This clinic, which is the setting for our study, serves as the sole public provider for adults with gender dysphoria. The team includes psychiatrists, endocrinologists, plastic and reconstructive surgeons, urologists, clinical psychologists, and other allied health professionals, offering a full range of assessments and treatments in accordance with the 7th version of the WPATH Standards of Care. While a prior local thesis used standardized tools (20), it was conducted over a decade ago under the previous service model and DSM-IV ‘GID’ criteria. A distinct research gap exists for a contemporary investigation using standardized diagnostic instruments to assess the mental comorbidities and psychosocial functioning of patients under this novel service model.
The present study has two main objectives. Our primary, descriptive objective is to investigate the prevalence of psychiatric comorbidities in Chinese individuals with GD at the Hong Kong GID clinic using standardized diagnostic tools. Our secondary, exploratory objective is to assess the associations between different gender-affirming treatment stages and psychosocial measures (including depressive symptoms, anxiety, self-esteem, and quality of life). Based on the preponderance of existing literature (14, 21), we expected to find that individuals in more advanced treatment stages would report better psychosocial functioning.
Methodology
In this observational cross-sectional study, patients attending the GID clinic at a psychiatric center of a local hospital between October 2017 and August 2018 were consecutively recruited. Figure 1 details the full participant recruitment and screening process. Inclusion criteria included being aged 18 or older, of Chinese ethnicity, meeting DSM-5 diagnostic criteria for gender dysphoria as assessed by specialist psychiatrists at the GID clinic and being capable of providing informed consent. The diagnosis was confirmed by a psychiatry specialist after a minimum of three assessment sessions. Exclusion criteria included inability to communicate in Chinese, significant hearing impairment, and significant cognitive deficit (e.g., moderate or severe mental retardation and dementia).

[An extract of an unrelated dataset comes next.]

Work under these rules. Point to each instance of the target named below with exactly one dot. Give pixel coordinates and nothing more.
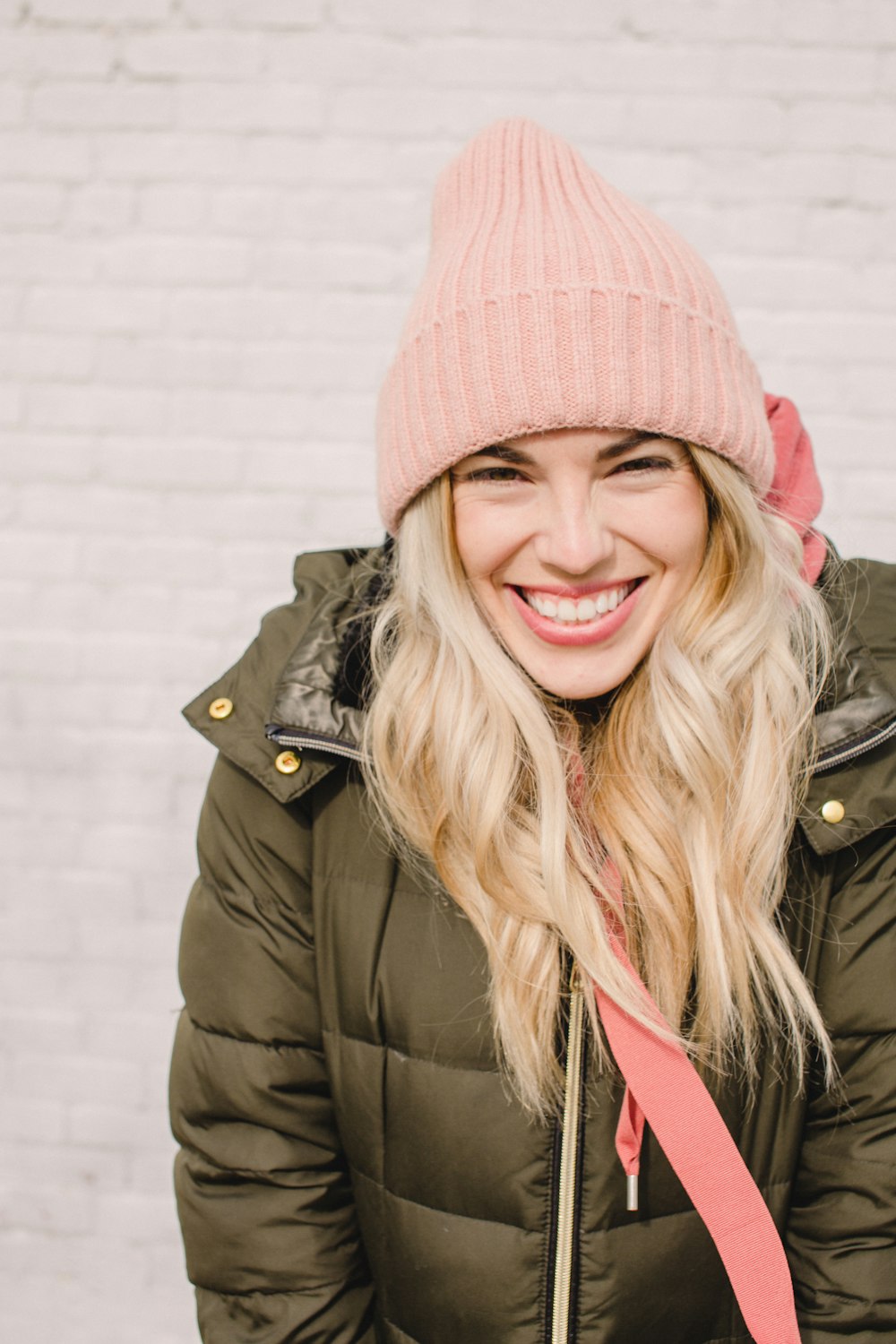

Subject recruitment flow chart.
Sample size estimation
The sample size, N, was calculated using the formula N=z^2^P(1-P)/d^2^ (22). The prevalence of lifetime Axis I disorders (P) ranged from 32.5% to 71%, based on previous studies including the local data (50.5%) (20) using structured clinical assessment tools, whereas z was 1.96, as derived from a 95% confidence interval. The precision (d) was set as 10%. The estimated sample size required was 79 to 96.
Study assessment
Socio-demographic data, including age, biological sex, education level, employment status, monthly income, disability allowance, marital status, and living arrangement, was collected. For sexual orientation, participants were asked if they were sexually attracted to males, females, both males and females, or were uncertain. In this study, ‘homosexual’ was operationally defined as a romantic attraction to members of the same sex assigned at birth. For analysis purposes, sexual orientation was then dichotomized into ‘homosexual’ versus ‘non-homosexual’ groups. Clinical information, including medical conditions, substance abuse, self-harm, suicide attempts, hormone use, gender-affirming treatment stage, challenges in public spaces, and opposition related to gender dysphoria, was assessed. Participants were categorized into three groups based on this stage: “before-treatment” (BT) for individuals who had not yet received any gender-affirming treatment (such as hormone therapy or surgery), “hormone therapy” (HT) for those receiving gender-affirming hormone treatment but without surgery, and after-surgery” (AS) for individuals who had undergone gender-affirming surgery (upper or genital) in addition to hormone therapy. No minimum duration for hormone use or time since surgery was required for inclusion in these groups since the study was designed to capture a cross-sectional snapshot of the real-world clinical population.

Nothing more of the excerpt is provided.